Ou alors suis-je justement dans un jour où cette histoire fait écho en moi ? Parce que j’étais dans les bonnes dispositions quand je l’ai entendue, parce que ce que je suis en train de vivre résonne tout à coup autrement ? Parce que j’ai décidé de ne pas me laisser rattraper par tant d’autres choses mais que j’ai eu envie de persévérer, de creuser, de laisser ces paroles s’ancrer et mûrir en moi.

De qui vous sentez-vous les plus proches ? De quelle terre êtes-vous faits ? La réponse vous appartient.
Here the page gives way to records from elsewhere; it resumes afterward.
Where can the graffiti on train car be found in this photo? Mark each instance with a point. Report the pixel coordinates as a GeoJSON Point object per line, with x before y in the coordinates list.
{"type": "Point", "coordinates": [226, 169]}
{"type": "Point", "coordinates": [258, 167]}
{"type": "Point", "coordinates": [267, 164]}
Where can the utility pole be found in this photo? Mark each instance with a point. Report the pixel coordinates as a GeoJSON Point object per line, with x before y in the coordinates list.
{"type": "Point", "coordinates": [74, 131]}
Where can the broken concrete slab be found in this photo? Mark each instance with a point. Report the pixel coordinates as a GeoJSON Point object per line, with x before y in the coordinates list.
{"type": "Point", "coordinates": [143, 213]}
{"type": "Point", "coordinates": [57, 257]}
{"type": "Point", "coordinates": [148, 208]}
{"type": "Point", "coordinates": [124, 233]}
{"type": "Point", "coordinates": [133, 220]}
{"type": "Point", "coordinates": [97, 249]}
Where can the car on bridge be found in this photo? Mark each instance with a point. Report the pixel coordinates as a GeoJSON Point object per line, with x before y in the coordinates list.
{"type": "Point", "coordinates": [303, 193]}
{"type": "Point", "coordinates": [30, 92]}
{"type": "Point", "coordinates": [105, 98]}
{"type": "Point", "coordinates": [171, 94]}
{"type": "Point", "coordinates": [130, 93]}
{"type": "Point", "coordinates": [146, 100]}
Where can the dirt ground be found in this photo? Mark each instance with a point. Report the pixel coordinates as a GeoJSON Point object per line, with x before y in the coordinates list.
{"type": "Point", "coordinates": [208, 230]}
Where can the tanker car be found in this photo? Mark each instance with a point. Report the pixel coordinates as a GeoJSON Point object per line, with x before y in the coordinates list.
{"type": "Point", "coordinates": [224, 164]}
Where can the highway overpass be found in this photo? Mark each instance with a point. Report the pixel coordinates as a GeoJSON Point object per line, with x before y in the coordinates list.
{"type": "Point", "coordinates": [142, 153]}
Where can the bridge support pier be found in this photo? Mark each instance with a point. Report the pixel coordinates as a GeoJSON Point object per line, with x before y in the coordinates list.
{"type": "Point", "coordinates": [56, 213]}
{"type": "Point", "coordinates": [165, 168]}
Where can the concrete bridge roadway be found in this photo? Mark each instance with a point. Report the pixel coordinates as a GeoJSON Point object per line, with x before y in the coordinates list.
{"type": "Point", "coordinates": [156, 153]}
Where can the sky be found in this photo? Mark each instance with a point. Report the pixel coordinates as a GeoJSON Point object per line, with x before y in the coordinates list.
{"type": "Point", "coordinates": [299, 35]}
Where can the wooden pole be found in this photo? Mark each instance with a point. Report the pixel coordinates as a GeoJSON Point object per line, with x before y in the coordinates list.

Ce que je peux vous dire, c’est que moi honnêtement j’aimerais vraiment beaucoup appartenir au 4e groupe. C’est ce que l’on attendrait d’une pasteure, n’est-ce pas ? Mais pour être honnête, je crois qu’il n’est pas rare que je me glisse dans l’un des 3 premiers groupes. A toutes ces graines semées, je ne suis pas réceptive à chaque fois. Mais quand je le suis, alors cela fait une vraie différence.

Quel semeur suis-je?

L’autre question que l’on peut se poser, c’est quel genre de semeuse suis-je ? Et surtout, est-ce que je suis aussi généreuse, aussi inconsciente peut-être, que le semeur de la parabole ?

Nous discutions l’autre jour avec la famille d’Adam du fait que comme parent, parrain-marraine qui accompagnent des enfants dans leur croissance, on ne maîtrise pas totalement ce qui pousse ou ne pousse pas en eux. Et dans la discussion a surgi cette expression : on récolte ce que l’on sème. Il faut déjà commencer par semer. Et si l’on sème avec parcimonie, les fruits seront peu nombreux.  On sème, on donne, on offre. De l’amour, de l’affection, un cadre de vie aussi. On donne à nos enfants des règles pour leur sécurité physique et affective. On cherche à leur transmettre nos passions, ce qui nous fait vibrer, ce qui donne du sens à nos existences. On sème nos valeurs, on essaie de mener une vie cohérente entre nos paroles et nos actes parce que les enfants apprennent autant de ce que l’on dit que de notre manière de mettre en œuvre nos convictions.

La parabole du semeur nous invite à ne pas retenir notre bras. A ne pas être avare dans ce que l’on donne. Quand bien même on ne voit parfois aucun effet. Ce semeur – inconscient pour certains – lui qui va semer même sur le chemin où cela ne poussera pas, même dans les cailloux où ça poussera un peu et puis ça mourra, même dans les ronces où cela poussera mais cela se fera étouffer… ce semeur là nous encourage à répandre autour de nous sans autocensure. Sans décider nous-mêmes où cela va pousser et où cela ne poussera pas. A témoigner par nos paroles mais aussi par nos actes de la foi qui est la nôtre. Sans vouloir en mesurer immédiatement le rendement.

Et à cueillir avec joie les fruits parfois imprévisibles que la vie nous donne.